Menyusur Sunyi Menemui (Lagi) Akar Tradisi

11 December 2017
Menyusur Sunyi Menemui (Lagi) Akar Tradisi


 

Eko Prawoto:

Menyusur Sunyi Menemui (Lagi) Akar Tradisi

Balekambang...

Secara literal berarti sebuah platform terapung, tempat untuk duduk atau menghibur tamu dari istana Sultan. Struktur seluruhnya terbuat dari bambu, berjumlah ribuan batang dan irisan yang dibawa di dalam kontainer, menyeberangi samudera dan tiba di Antwerpen, kota kedua terbesar setelah Brussel, Belgia.  

Ini adalah dialog budaya antara Indonesia dan Belgia.

Struktur itu berada di suatu lokasi instalasi yang spesifik di Bonaparte Dock, sebuah situs warisan di satu lokasi yang sangat spesial di Antwerpen. “Namun dalam membangunnya kita mengalami berbagai kesulitan. Membangun di atas air tampaknya menjadi pengalaman baru bagi kita,” kenang Eko Prawoto (59).

Eko berjuang keras bersama 17 tukang dari Desa Ngibikan, Bantul, selama beberapa hari untuk membangun Balekambang itu. Namun cuaca dingin, angin dan berbagai kendala teknis membuat seluruh usaha seperti sia-sia. Baru kemudian mereka memahami apa yang disampaikan alam.

“Kita tidak bisa melawan untuk menentang karakteristik dan kehendak alam. Air dan angin harus menjadi elemen utama dari instalasi yang akan menyingkap karakteristik spiritual bambu,” kenang Eko, suatu malam, tentang Festival Seni Europalia yang diikutinya di Antwerpen, Belgia, akhir bulan Oktober 2017.  

Bambu sangat kuat, tetapi mengapung di air. “Mengambang itu bukan berarti tidak pasti. Itu adalah jenis stabilitas yang berbeda. Air menerima dan memeluk bambu dan bambu menjadi elemen akuatik yang menari di dalam alunan ombak.  Ini juga mengingatkan kita tentang kekayaan Nusantara, permata di khatulistiwa.”

Eko mengingat, beberapa malam dia bersama para tukang berpikir keras untuk mewujudkan karya instalasi yang berbeda dari rancangan awal, desainnya dimodifikasi diselaraskan dengan situasi alam di lokasi. Proses itu, bagi Eko, tak bisa menjadi catatan kaki, tetapi tubuh dari suatu karya seni.

“Balekambang mentransformasikan dirinya ke dalam struktur mengambang yang menari, seperti bentuk organik yang diinginkan air. Itu adalah suatu penampilan material di dalam air, makhluk hidup yang menari, disaksikan dan dikitari suara musikal lonceng angin bambu yang berdiri di kejauhan.”

Itulah persembahan untuk Antwerpen dari Ibu Alam Indonesia.

Pengalaman di Antwerpen memberikan pengalaman yang baru. Akan tetapi, menurut Eko, setiap karya instalasi dari bambu memberi pengalaman yang selalu berbeda. “Setiap karya instalasi inginnya sebagai sesuatu yang sangat spesifik di suatu situs. Atau berkaitan dengan ‘komentar’ atau tanggapan atas situs itu.”

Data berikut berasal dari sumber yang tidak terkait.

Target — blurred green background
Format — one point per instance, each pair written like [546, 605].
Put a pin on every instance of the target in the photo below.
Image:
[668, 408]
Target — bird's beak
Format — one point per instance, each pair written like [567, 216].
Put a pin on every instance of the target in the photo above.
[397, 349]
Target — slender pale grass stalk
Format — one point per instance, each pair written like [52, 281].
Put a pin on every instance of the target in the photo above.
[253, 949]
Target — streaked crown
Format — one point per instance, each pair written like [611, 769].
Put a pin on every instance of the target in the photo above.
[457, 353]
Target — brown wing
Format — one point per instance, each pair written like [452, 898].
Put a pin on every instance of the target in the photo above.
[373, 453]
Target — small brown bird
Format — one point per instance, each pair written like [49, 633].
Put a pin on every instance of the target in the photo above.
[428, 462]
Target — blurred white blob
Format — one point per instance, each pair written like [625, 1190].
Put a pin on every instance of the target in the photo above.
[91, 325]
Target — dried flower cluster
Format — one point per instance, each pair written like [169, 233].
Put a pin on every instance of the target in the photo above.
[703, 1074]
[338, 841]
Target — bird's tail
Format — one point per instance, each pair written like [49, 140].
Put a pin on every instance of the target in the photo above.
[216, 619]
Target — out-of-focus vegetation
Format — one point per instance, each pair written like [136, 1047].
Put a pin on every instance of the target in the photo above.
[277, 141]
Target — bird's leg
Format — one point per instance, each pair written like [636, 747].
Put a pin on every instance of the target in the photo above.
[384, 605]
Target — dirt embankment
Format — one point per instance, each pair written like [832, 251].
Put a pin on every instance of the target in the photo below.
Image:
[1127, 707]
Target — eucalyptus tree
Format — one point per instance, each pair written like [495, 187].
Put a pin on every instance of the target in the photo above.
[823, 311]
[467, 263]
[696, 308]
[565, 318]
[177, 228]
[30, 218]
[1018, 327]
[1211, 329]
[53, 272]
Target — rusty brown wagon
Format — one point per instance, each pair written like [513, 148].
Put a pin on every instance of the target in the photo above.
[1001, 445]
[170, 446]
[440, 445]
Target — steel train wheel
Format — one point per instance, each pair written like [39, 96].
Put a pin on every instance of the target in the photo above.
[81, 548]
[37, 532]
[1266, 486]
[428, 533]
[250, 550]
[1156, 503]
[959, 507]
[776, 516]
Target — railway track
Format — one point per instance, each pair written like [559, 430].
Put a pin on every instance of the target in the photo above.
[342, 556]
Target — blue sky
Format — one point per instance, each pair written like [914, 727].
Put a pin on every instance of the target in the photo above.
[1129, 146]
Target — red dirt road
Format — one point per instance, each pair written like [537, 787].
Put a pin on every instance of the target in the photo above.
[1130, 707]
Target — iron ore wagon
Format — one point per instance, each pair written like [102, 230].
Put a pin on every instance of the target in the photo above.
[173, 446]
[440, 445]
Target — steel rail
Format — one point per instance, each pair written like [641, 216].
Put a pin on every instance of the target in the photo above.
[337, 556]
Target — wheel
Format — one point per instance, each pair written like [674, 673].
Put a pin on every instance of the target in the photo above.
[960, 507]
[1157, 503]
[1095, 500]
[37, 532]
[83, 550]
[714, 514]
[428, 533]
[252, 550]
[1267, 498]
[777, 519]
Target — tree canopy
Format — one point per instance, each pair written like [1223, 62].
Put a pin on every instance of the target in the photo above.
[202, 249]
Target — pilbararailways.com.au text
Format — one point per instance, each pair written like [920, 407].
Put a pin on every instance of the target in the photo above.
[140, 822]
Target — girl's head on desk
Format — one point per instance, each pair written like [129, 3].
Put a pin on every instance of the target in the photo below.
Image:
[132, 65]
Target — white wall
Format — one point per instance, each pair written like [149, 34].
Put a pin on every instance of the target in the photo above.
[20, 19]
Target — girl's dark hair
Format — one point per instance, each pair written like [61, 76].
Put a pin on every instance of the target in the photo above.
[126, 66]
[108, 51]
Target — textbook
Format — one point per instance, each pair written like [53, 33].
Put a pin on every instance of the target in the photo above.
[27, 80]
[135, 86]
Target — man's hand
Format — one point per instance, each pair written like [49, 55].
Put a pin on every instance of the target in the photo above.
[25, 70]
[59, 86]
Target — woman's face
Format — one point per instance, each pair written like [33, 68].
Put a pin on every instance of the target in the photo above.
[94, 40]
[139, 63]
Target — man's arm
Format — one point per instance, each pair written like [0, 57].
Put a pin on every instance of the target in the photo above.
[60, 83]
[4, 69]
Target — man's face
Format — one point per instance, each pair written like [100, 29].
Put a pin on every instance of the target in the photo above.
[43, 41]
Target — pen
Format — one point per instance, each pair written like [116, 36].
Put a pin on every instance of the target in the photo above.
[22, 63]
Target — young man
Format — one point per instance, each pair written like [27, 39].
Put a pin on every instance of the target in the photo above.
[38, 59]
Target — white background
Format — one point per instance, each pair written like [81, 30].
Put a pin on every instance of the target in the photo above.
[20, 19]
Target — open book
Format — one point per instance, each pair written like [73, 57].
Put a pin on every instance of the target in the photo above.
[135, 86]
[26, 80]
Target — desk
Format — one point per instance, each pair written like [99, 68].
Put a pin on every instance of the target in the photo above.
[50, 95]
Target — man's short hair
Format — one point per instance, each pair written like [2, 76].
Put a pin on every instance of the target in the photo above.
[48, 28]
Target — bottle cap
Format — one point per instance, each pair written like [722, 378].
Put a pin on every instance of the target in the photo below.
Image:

Pada dasarnya, karya seni berupaya untuk membuat makna yang berkait atau mengait atau dikaitkan dengan sesuatu dari lokal. Bisa tentang memori kolektif atau persoalan atau identitas budaya atau lainnya.

“Sebetulnya karya instalasi bisa menjadi media yang menarik,” ungkap Eko. “Makanya saya sangat mementingkan prosesnya.”